Ray Allen nella Hall of Fame, Doc Rivers svela: “quante guerre nello spogliatoio Celtics! Devono rispettarlo perchè…”

LaPresse / ZumaPress

Ray Allen introdotto nella Hall of Fame NBA: Doc Rivers si appella ai Boston Celtics del 2008, al fine di ricucire lo strappo creatosi dopo che ‘Candyman’ è passato agli Heat

Venerdì, Ray Allen riceverà l’ennesimo riconoscimento ad una straordinaria carriera: l’introduzione nella Hall of Fame NBA. A festeggiare il traguardo raggiunto da ‘Candyman’ però non ci saranno i suoi vecchi compagni dei Boston Celtics, con i quali i rapporti sono ancora molto tesi. Il motivo? L’addio a Boston per unirsi ai rivali dei Miami Heat, con i quali vinse anche un anello. Una scelta che non è andata giù ai big dello spogliatoio, soprattutto a Rajon Rondo e Kevin Garnett, due che in quanto a personalità non sono mai stati secondi a nessuno. Da quel giorno Ray Allen è stato praticamente epurato da ogni discorso legato ai Celtics: niente riunioni dello storico gruppo 2008, nessuna chiamata, nessun messaggio di auguri. Ray Allen, per quei Celtics, non è mai esistito. Eppure ‘Candyman’ è stato un giocatore fondamentale nella conquista del titolo del 2008. Lo sa bene Doc Rivers che invoca a gran voce la pace: “con il passare degli anni, si sono allontanati. Mi dispiace.

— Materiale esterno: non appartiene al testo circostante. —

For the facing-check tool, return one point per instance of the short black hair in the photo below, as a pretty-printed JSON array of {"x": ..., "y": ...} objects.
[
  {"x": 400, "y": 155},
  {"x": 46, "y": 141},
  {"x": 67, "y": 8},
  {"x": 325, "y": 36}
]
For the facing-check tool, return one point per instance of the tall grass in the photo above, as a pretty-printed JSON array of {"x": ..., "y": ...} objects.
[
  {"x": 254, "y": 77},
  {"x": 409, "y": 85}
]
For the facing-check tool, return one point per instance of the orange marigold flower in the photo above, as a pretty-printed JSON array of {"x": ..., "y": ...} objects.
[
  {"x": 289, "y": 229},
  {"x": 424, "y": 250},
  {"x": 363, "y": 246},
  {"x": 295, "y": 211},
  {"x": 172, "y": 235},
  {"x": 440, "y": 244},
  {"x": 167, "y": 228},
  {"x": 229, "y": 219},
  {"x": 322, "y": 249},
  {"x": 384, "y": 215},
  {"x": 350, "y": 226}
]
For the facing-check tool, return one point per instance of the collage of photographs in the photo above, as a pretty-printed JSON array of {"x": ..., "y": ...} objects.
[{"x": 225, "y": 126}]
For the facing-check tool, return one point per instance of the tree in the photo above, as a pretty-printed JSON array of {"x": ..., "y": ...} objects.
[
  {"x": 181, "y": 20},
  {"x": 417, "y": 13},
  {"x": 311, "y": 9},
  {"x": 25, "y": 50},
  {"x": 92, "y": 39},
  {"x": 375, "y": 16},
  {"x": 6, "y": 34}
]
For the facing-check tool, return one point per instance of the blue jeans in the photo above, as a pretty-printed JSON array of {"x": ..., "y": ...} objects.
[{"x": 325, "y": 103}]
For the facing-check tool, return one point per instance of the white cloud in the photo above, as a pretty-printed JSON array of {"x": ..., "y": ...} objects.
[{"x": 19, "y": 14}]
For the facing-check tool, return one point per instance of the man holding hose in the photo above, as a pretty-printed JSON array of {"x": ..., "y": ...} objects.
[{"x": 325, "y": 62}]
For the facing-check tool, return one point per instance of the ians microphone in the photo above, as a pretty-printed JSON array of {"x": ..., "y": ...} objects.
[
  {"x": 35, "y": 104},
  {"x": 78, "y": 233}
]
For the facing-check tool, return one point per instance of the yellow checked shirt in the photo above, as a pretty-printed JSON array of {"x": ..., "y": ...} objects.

Vorrei che questa fosse l’occasione giusta per celebrare Ray. Non c’è molto altro da dire a riguardo. Lui ci ha permesso di vincere un titolo, davvero. Credo lo si dovrebbe celebrare, a Boston. È tra i responsabili di quel banner. Vorrei tanto aver fatto un lavoro migliore nel riunire quel gruppo. Riesco con molti, ma non con tutti. Erano assai legati e mi fa davvero male vedere ciò che sta succedendo. Ci ho provato, questo posso dirlo. Entrano in gioco molti piccoli dettagli. […] Ci sono due Hall of Famer in quanto a competitività. […] Credo che Paul Pierce, tentando di ‘allungare  il ramo d’ulivo’ abbia fatto la cosa giusta. Ma la nostra forza è stata al contempo la ragione alla base delle difficoltà nelle relazioni: molto testardi, duri, agonisti, nessuno si arrendeva. La frase che ero solito impiegare mille e mila volte per calmare gli animi nel corso delle discussioni era: ‘L’importante è sistemare le cose, non stabilire chi ha ragione’.  […] Sul campo, porterei quella squadra in guerra con me ogni sera. Se dovessi giocarmi la vita in una partita, vorrei farlo con la squadra del 2008.”